The Blue Pencil Café
The Blue Pencil Café brings together established, published authors with aspiring writers, offering something unique in the industry: mentoring.
If you have participated in our Blue Pencil Café before, please note: our Blue Pencil Café format will differ slightly from previous conference formats:
This is how the Blue Pencil Café will work in 2017
Blue Pencil Café Mentors are established, working, published authors who read the first 10 pages of a manuscript that has been submitted to them before the conference begins. They review, critique, and offer editorial suggestions to their Mentees during 15-minute private, one-on-one meetings scheduled during the conference. In 2017, Blue Pencil Mentors will have no more than 3 Mentees assigned to them.
Blue Pencil Café Mentees are authors who are new to the craft of historical fiction, whether they come to it from another form of writing (nonfiction, journalism, etc.) or are exploring the craft for the first time.
Mentors and Mentees will sign up to participate in the Blue Pencil Café when they register for the conference. Mentees who enroll in the Blue Pencil café are required to submit to their respective mentors the first 10 pages—formatted in Times New Roman, double spaced, and no more than ten pages—of their novels by a specific due date.

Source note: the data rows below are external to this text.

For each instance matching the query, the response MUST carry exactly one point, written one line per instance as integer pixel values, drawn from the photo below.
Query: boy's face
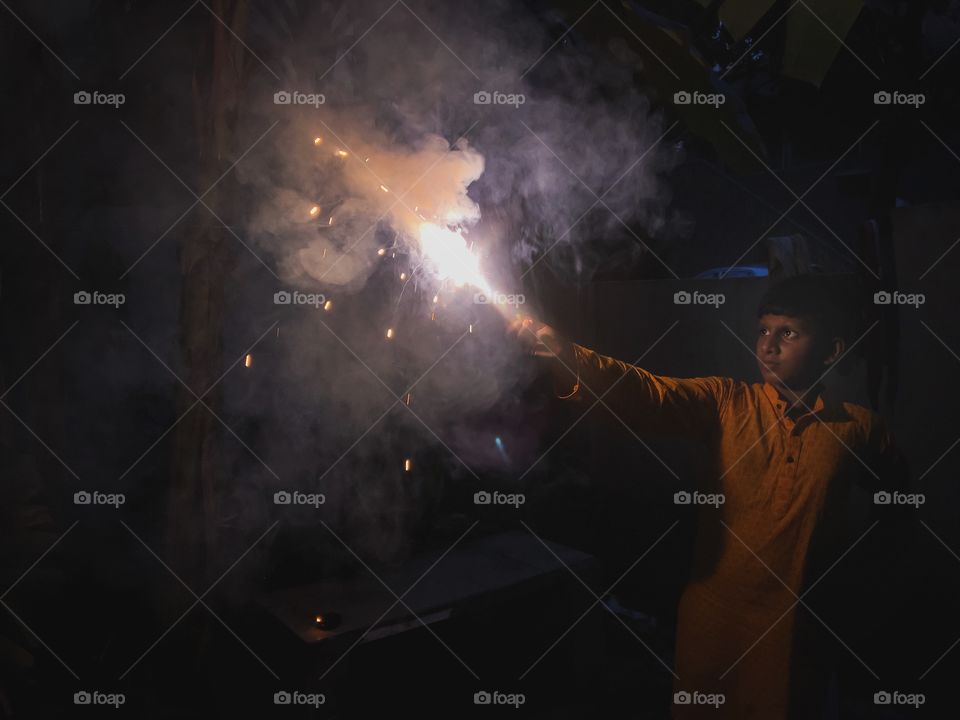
(790, 354)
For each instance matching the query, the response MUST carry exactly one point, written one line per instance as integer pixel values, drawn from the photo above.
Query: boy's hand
(543, 341)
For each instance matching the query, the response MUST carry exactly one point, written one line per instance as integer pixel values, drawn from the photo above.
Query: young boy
(784, 455)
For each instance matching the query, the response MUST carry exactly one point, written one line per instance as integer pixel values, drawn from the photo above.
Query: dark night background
(196, 597)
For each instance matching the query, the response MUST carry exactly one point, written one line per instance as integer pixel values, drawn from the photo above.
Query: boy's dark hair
(823, 299)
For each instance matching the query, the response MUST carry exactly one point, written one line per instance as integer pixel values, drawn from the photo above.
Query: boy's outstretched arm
(648, 403)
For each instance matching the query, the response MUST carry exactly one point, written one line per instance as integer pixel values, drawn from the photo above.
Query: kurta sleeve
(651, 404)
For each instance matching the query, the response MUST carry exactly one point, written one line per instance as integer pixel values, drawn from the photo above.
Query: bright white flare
(452, 260)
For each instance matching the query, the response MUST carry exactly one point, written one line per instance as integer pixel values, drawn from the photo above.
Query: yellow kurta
(785, 481)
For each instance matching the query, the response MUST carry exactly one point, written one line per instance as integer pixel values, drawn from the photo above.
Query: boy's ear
(835, 350)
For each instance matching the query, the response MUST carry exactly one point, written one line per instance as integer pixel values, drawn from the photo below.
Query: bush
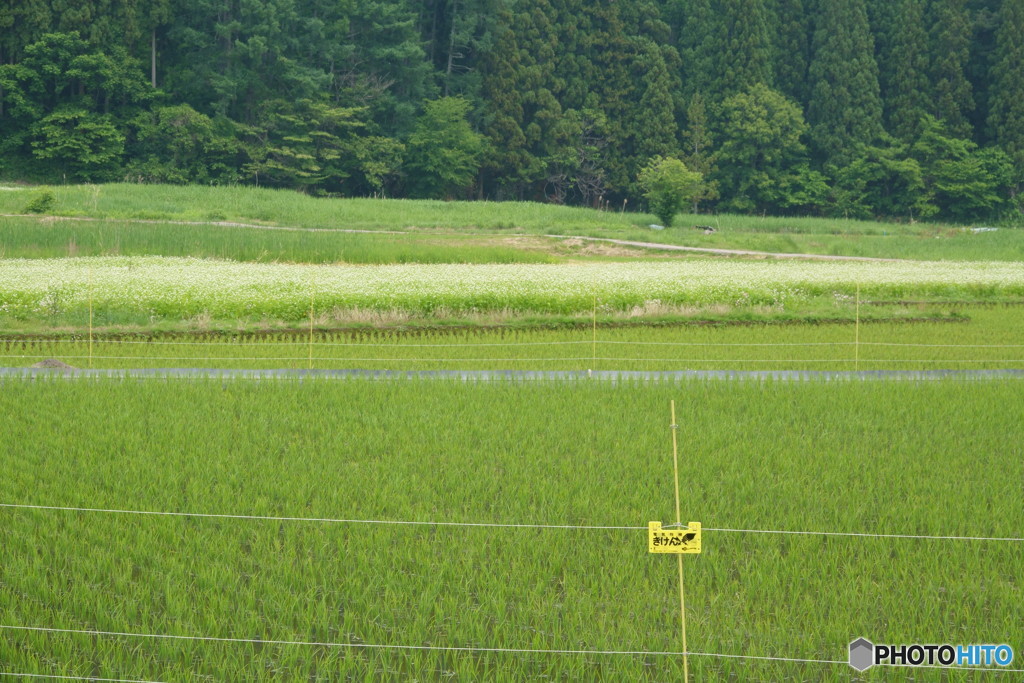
(41, 202)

Additional pages, re-submissions, and/or revisions will not be accepted, read, or critiqued.
The Mentors will read and review their Mentees’ first 10 pages prior to the HNS2017 conference and will arrive at the conference with the pages marked, or having made notes about them. Mentors and Mentees are expected to arrive on time to their respective appointments within the conference hotel and to conduct themselves professionally.

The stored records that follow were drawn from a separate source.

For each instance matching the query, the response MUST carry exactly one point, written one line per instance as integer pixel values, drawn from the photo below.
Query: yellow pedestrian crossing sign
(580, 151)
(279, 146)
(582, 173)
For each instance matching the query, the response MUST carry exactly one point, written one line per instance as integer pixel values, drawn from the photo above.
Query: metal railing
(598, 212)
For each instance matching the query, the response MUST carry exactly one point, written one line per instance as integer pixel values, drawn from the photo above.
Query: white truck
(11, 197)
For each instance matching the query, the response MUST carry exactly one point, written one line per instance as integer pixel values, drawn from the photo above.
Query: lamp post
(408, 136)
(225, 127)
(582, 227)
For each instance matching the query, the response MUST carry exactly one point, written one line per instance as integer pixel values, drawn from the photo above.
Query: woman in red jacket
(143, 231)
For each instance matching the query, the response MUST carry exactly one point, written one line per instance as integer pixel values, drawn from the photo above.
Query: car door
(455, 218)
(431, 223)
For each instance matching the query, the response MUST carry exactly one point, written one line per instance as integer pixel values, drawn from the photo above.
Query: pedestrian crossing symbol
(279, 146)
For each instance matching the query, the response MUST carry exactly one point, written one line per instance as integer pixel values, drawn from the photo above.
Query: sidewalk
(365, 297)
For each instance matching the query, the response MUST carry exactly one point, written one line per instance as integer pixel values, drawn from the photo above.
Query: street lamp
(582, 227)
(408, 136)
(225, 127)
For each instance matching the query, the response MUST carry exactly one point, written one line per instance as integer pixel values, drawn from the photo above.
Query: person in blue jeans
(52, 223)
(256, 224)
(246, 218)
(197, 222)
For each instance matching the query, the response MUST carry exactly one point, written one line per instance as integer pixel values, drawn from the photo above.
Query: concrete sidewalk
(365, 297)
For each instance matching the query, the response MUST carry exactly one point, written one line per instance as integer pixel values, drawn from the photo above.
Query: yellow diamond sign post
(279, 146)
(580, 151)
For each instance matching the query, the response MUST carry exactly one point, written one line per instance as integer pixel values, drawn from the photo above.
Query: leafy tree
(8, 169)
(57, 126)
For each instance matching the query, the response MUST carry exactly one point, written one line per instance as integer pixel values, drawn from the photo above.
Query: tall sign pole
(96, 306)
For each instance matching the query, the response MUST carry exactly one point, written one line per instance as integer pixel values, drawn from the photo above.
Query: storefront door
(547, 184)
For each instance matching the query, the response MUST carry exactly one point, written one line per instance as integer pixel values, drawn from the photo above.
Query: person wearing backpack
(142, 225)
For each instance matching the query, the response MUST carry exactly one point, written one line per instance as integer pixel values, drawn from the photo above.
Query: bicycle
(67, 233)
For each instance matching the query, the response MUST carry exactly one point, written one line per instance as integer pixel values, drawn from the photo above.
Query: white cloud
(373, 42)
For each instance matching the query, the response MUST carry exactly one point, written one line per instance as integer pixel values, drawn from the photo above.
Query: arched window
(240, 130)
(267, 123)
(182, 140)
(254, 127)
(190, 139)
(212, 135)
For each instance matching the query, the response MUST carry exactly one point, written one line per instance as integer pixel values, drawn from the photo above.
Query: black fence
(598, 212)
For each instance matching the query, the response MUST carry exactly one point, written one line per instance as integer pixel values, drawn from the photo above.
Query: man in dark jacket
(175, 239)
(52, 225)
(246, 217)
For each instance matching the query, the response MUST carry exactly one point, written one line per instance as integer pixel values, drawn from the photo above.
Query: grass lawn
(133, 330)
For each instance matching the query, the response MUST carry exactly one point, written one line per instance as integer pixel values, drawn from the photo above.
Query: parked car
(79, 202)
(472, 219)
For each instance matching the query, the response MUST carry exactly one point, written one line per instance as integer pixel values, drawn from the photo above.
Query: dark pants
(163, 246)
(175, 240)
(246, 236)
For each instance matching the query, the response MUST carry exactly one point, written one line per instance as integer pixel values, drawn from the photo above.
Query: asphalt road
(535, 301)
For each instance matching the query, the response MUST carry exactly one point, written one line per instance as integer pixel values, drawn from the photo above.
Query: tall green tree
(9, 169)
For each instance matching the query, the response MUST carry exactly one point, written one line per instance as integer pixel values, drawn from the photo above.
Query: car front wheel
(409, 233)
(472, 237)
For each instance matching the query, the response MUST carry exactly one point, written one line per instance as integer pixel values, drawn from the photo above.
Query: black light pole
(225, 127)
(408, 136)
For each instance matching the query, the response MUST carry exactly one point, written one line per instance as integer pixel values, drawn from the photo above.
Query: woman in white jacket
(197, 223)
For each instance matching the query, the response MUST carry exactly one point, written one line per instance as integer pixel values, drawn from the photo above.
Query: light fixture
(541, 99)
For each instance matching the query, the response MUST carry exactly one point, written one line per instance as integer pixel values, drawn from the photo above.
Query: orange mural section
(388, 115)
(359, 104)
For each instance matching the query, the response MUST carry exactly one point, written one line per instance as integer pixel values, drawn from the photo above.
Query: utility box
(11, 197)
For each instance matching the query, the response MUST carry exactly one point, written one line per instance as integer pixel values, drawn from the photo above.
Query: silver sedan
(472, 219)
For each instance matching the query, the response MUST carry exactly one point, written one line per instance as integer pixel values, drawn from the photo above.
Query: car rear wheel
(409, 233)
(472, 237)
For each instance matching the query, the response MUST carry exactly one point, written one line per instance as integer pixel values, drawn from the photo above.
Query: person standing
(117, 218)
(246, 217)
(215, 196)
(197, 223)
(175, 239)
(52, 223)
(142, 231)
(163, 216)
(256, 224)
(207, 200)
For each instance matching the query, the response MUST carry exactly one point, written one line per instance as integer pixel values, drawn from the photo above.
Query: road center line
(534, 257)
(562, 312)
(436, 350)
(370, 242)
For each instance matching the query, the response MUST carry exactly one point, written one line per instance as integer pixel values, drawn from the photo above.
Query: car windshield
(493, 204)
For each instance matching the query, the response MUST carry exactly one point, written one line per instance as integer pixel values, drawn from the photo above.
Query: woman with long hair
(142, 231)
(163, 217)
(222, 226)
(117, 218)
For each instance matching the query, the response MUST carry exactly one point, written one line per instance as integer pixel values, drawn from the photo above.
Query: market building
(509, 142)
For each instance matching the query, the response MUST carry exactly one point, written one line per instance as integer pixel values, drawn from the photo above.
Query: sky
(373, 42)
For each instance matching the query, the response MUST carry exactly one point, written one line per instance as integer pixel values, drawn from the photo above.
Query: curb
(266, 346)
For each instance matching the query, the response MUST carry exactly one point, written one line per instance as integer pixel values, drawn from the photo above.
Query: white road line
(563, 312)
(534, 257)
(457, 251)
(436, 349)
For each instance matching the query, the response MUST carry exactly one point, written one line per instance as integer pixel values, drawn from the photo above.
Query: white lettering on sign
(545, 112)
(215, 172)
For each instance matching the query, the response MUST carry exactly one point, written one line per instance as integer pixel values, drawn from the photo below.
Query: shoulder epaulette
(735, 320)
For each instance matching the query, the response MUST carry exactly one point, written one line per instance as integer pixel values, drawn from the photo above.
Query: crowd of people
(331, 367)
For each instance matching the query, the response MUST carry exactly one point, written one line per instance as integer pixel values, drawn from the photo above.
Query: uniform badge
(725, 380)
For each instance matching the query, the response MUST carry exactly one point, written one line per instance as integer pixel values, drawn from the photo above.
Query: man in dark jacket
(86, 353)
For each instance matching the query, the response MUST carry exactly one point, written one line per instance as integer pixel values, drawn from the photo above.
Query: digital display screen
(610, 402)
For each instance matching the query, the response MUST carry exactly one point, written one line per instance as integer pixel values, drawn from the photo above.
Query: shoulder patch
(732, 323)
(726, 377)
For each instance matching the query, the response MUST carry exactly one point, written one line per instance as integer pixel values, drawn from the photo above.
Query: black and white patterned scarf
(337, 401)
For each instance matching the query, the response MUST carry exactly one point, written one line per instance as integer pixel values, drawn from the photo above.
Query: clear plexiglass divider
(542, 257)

Mentees are requested to be respectful of the time before and during the conference that their Mentor has taken to review and mentor the submitted work; and to understand that their time with their Mentor at the conference is limited to their BPC critique session. The conference asks Mentees to refrain from pigeonholing their Mentors in the hallways, at the conference cocktail parties and dinners, etc., with additional questions about their manuscripts.

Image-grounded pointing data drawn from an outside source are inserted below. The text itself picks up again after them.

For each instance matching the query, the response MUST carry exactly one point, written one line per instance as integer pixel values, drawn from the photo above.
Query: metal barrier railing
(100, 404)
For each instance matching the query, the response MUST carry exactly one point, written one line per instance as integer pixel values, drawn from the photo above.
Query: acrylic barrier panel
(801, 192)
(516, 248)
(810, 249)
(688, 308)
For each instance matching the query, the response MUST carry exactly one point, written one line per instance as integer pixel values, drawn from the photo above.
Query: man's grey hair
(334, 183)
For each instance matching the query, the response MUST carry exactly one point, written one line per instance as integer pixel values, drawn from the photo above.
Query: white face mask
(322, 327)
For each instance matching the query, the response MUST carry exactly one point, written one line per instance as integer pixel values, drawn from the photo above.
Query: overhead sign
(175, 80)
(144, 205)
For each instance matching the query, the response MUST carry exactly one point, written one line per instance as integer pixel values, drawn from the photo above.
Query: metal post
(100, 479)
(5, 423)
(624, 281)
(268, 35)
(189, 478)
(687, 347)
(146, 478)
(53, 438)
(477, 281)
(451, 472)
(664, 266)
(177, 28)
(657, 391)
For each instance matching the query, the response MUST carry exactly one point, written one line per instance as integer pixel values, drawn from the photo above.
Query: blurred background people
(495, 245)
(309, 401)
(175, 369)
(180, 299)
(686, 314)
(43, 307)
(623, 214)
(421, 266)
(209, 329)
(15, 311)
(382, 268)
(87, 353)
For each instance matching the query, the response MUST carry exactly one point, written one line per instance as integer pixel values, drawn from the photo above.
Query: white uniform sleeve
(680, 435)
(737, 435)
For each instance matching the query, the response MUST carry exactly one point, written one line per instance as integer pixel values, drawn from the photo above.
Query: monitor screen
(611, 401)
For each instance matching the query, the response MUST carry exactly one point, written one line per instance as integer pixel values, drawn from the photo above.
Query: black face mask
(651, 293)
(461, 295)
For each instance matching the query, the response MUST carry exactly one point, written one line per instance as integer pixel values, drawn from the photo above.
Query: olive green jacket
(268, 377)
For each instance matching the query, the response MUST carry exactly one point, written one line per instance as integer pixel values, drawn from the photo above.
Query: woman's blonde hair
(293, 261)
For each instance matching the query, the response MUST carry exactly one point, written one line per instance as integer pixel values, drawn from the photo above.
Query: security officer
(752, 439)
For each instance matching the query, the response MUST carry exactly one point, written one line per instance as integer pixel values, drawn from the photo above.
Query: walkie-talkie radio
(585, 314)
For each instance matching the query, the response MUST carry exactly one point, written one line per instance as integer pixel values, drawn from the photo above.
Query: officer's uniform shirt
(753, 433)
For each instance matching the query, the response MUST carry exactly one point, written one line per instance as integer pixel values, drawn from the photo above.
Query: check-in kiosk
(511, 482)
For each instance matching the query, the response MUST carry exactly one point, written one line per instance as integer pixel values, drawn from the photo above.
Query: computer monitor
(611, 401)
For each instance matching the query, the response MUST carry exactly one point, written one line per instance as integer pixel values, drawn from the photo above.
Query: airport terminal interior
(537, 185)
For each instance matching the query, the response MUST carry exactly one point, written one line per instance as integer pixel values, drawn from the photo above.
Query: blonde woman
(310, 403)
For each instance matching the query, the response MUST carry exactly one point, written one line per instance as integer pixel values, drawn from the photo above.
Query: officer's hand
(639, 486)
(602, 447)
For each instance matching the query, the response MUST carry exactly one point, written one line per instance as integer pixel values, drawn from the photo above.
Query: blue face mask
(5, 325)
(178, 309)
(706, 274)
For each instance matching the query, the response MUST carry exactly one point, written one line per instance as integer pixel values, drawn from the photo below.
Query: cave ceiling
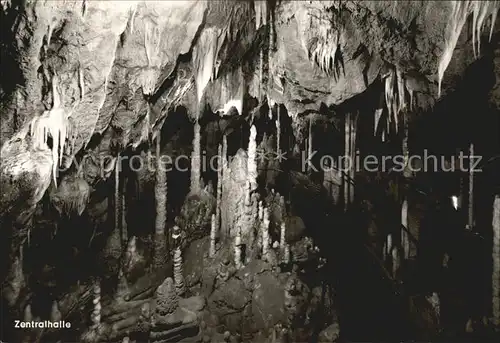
(123, 64)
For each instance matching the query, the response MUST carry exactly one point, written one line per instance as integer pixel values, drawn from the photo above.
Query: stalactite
(265, 234)
(55, 314)
(352, 150)
(152, 46)
(395, 95)
(196, 160)
(118, 197)
(460, 11)
(252, 159)
(470, 221)
(496, 262)
(160, 237)
(237, 248)
(180, 286)
(96, 301)
(405, 242)
(270, 78)
(286, 254)
(260, 7)
(131, 257)
(213, 234)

Mentors must critique the pages submitted, guiding the Mentee toward the strongest work the Mentee can produce, and resist the temptation to compare the Mentee’s pages (favorably or unfavorably) to those of any other author (living or dead), or to their own writing. Although a Mentee’s style or voice or choice of material may not ordinarily be an individual Mentor’s cup of tea, it is the role of the Mentor to help the Mentee brew the finest cup of “Mentee tea” possible, offering guidance on how to help the Mentee shape his/her own voice, narrative structure, characters, etc., in the pages provided.